I have always been one of those folks who tries to negotiate his way around the football world without wearing blinkers in that I love nattering about the game to anybody, irrespective of who they support.
Maybe it’s my historical circumstance that dictates this attitude. If you’re born into a family of West Ham fans, adopt Spurs as your second team through the force of geography and spend a lot of time at work in Manchester, Liverpool and the Midlands you get to spend a lot of time discussing the fortunes of other teams. There’s also the incessant face-to-face chats and messages exchanged between myself and fellow City supporters, of course.
One of the dustcart crew here in Mundesley is an ardent Hammer. These boys have very little time to chat because of their ridiculous schedule, so I normally walk with him to the wagon and back to exchange a few words as I did yesterday.
“We haven’t won since September. It might even have been against you [City]. Roberto and Anderson are only fit for Billy Smart’s. You’ll be ahead of us by Christmas.
“Pellegrini? he’s going nowhere. They gave him nearly £150million to spend so they [Sullivan and Gold] will want some return on that won’t they?
“It’s looking a bit grim for us just now“.
On Sunday morning I strolled down to buy a paper in the City when I was ambushed by our 1p5wich neighbour to be greeted with an all-too-predictable “we’ll beat you twice next season”.
I offered several reasons contrary to his theory. I think I used the phrase don’t count your chickens and we had a laugh about that as he has half a dozen hens and a cockerel in his garden.
His front garden.
I then bumped into Sean [who has previously done a Man Utd preview with us on MFW and will do another in the New Year]. We both said what a great match and result it was – but he was talking about us at Everton while I was referring to the cracking entertainment at Bramall Lane.
Another good laugh.
I got a couple of kind messages from the Blue side of the Mersey to congratulate us on our performance, let alone the win.
And both MFW’s very own Alex B and myself were delighted that Blackpool [where Alex lives] denied the Binners a point.
Later there was also the chance for me to chat with a couple of Arsenal mates, who are not expecting us to flop over and have our feathers tickled on Sunday.
To me, that’s typical of a bit of banter after the weekend’s action.
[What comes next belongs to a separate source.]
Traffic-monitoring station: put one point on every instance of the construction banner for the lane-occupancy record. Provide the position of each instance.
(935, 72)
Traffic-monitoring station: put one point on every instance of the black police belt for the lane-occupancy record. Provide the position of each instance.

I can’t always enjoy it but as a Canary you have to keep a brave face and a stiff upper beak.
After looking at those pictures of our lot at the Hyde Park Winter Wonderland thingy I was for once lost for words. Mayor McLean in a dino suit? Whatever floats that boat I guess.
On a serious note, the Arsenal match will not be easy. Entertaining for sure, but not easy by any means.
But we live in a world in which Manuel Pellegrini, Unai Emery and particularly Marco Silva are in very, very dodgy places.
And blinkers on or not, all the folks I have spoken to would swap Daniel Farke for their current incumbents.
In fact, my mate Dave said he was approaching the bookies to put a “cheeky flutter” on Silva and Emery getting the tin-tack shortly after we have beaten Arsenal.
I’m likely to go for a risky treble myself by adding Pellegrini and saying they’ll all be toast by December 3.
A Farke is for life, not just for Christmas.